Fringe Belief Reinforcement / Validation

So, I love Pacific Rim (2013), director Guillermo del Toro’s mash-up of Godzilla and Transformers. Is it a good movie? No. Not at all. Talking to regular people in the real world has assured me that it’s pretty terrible. If I happened, however, to find a website, Twitter feed, or Facebook group in which everyone (all ten members) believed that the film is a masterpiece, I might begin to think that all the Pacific Rim haters are deluded or perhaps even conspiring against me…
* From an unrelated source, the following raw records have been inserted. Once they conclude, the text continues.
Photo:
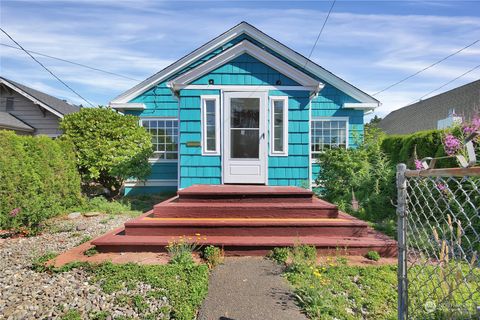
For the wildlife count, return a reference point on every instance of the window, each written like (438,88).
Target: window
(210,125)
(327,134)
(9,104)
(164,137)
(279,125)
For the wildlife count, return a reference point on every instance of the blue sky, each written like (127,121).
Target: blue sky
(371,44)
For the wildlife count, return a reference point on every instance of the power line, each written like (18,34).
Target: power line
(447,83)
(320,32)
(44,67)
(71,62)
(426,68)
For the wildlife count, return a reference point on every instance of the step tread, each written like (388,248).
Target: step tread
(153,222)
(315,204)
(117,238)
(242,190)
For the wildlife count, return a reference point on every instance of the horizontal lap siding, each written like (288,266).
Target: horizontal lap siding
(292,170)
(195,168)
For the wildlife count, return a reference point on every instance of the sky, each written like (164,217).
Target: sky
(371,44)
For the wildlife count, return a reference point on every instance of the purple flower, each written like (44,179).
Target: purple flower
(442,187)
(418,165)
(451,144)
(473,126)
(14,212)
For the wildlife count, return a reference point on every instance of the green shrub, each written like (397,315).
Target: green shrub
(279,255)
(372,255)
(366,171)
(213,255)
(110,147)
(39,180)
(180,251)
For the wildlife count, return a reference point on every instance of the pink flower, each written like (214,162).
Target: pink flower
(473,126)
(418,164)
(442,187)
(14,212)
(451,144)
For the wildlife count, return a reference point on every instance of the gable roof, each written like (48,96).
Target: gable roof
(8,121)
(52,104)
(237,50)
(239,29)
(424,115)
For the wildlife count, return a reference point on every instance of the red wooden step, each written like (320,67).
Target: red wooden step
(245,227)
(117,241)
(315,209)
(243,193)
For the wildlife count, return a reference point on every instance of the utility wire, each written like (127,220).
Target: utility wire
(44,67)
(426,68)
(71,62)
(446,84)
(320,32)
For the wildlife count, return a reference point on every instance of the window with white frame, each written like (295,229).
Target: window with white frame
(164,137)
(210,125)
(279,125)
(327,134)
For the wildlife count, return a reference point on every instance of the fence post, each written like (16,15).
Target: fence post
(402,250)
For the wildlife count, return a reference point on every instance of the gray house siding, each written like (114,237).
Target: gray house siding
(424,115)
(35,116)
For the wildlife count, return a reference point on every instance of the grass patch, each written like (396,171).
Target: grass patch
(184,286)
(335,290)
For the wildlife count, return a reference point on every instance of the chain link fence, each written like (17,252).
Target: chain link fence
(439,243)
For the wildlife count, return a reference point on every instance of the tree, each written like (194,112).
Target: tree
(110,147)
While online communities offer users considerable benefits, one of their downsides is that people with “fringe” beliefs can create spaces where their arguments go unchallenged by facts or evidence. Online communities are self-organizing and self-selecting, so the diversity of views and perspectives that characterize society “in real life” are rarely represented, and potentially anti-social or dangerous beliefs can take deeper root. Feeling that Pacific Rim is underappreciated is fairly harmless* (*film critics may disagree), but what about online communities whose beliefs center on hatred of particular political parties, countries or minorities, or who advocate violence? Online “fringe” groups are major sources of misinformation, disinformation, and fake news.